What is the EU AI Act?
The EU AI Act is a major AI regulation built around a risk-based model. It applies different obligations depending on how an AI system is used and what level of harm it could create.
Risk tiering determines the depth of obligations
Prohibited AI
Uses considered unacceptable due to fundamental rights, manipulation, exploitation or social harm concerns.
High-risk AI
Systems used in sensitive domains such as employment, education, essential services, safety or rights-impacting areas.
Limited-risk AI
Systems where transparency obligations may apply, such as disclosure that users are interacting with AI.
Minimal-risk AI
Lower-risk uses with fewer formal requirements, though responsible governance remains good practice.
In simple terms, the Act aims to ensure that AI systems used in sensitive contexts are safe, transparent, traceable, human-supervised and accountable.
Public-facing summary
The EU AI Act is not just about models. It is about how AI systems are placed on the market, deployed, monitored, documented and governed when they can affect people, services, rights or safety.
The risk tiers
The EU AI Act uses risk tiers. Some AI practices are prohibited. High-risk AI systems face the strongest operational obligations. Limited-risk systems usually require transparency measures. Minimal-risk systems have fewer obligations.
The key business task is classification: organizations need to understand what AI systems they use, what those systems do, who they affect, and whether the use case falls into a high-risk category.
Why agentic AI complicates compliance
Agentic AI can complicate compliance because the system is not just generating text. It may act across tools, workflows, APIs, memory stores and enterprise platforms.
EU-style governance becomes harder when AI systems can act
Agentic systems create evidence needs around tool use, delegation, human oversight, logs and operational monitoring.
That means organizations need to consider not only model output, but the full operating chain:
- What the agent was asked to do
- Which tools the agent selected
- Whether the action matched the approved purpose
- Whether a human should review or approve the action
- Whether the agent used sensitive data appropriately
- Whether logs can explain why an action occurred
What this means for businesses
Businesses operating in or selling into the EU should prepare for more disciplined AI governance. Even where a system is not formally high-risk, customers, regulators, auditors and boards will increasingly expect clear evidence of safe AI operation.
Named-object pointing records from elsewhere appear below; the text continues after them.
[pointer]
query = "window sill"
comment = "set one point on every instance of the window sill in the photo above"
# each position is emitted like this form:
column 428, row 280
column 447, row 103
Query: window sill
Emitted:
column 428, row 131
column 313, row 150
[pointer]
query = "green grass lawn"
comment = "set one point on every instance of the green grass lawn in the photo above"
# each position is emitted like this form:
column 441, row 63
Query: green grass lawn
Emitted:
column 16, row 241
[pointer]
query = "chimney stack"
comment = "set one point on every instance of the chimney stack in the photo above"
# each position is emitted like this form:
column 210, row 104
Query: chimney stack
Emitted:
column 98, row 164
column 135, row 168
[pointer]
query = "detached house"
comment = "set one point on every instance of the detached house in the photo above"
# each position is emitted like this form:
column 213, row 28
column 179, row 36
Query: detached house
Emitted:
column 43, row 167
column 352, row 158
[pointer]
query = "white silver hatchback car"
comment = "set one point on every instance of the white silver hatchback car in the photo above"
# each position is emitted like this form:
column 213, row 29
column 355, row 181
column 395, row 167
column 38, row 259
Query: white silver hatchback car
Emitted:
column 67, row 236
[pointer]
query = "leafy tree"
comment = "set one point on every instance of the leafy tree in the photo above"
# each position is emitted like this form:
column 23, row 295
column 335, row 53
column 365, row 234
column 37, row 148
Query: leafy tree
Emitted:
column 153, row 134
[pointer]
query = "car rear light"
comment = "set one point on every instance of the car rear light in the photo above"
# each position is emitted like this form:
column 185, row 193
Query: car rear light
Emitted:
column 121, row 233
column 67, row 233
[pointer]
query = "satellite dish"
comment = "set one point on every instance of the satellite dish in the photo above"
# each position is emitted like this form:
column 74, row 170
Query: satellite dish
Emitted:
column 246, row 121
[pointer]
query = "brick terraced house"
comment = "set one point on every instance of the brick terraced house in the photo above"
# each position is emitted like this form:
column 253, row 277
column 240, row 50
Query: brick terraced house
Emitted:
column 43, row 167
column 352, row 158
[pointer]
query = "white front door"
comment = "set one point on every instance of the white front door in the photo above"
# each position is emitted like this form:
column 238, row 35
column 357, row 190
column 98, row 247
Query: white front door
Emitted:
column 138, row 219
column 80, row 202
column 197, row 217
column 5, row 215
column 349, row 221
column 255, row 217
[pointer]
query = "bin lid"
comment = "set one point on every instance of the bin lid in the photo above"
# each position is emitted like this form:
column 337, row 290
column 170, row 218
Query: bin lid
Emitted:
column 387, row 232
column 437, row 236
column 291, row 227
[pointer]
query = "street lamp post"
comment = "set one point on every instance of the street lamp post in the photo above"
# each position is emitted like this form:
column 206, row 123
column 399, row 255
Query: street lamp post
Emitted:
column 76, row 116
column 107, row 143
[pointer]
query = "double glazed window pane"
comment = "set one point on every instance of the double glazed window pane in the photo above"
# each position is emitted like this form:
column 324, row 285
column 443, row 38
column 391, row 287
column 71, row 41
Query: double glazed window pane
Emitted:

Practical steps include maintaining an AI and agent inventory, classifying use cases by risk, documenting permitted actions, applying human oversight where needed, logging agent actions and monitoring for misuse.
How AgenticDome can support EU AI Act readiness
AgenticDome can support EU AI Act readiness by helping organizations create operational evidence and runtime controls around agentic systems. It does not replace legal advice, conformity assessment, data governance or formal compliance programs.
Public-safe summary: runtime assurance for agentic workflows
AgenticDome helps organizations observe and control agentic interactions without exposing proprietary internal methods or implementation details.
Observe
Track agent-to-agent, agent-to-tool, agent-to-system and memory interactions.
Control
Allow, block, flag or escalate sensitive agent actions based on runtime risk context.
Evidence
Preserve structured records that support audit, incident response and governance review.
Why runtime assurance matters
Documentation is necessary, but it is not enough. Agentic systems operate dynamically. They respond to prompts, retrieved context, tool outputs, user roles, memory and workflow state.
That dynamic behavior requires runtime assurance: the ability to observe, evaluate and control what agents actually do in production.
References and further reading
The bottom line
The EU AI Act will push organizations toward stronger AI governance, documentation, monitoring and human oversight. Agentic AI makes those obligations more operational because agents can act across systems.
AgenticDome’s role is to help organizations build runtime confidence around agent actions, so governance teams can move from policy statements to operational evidence.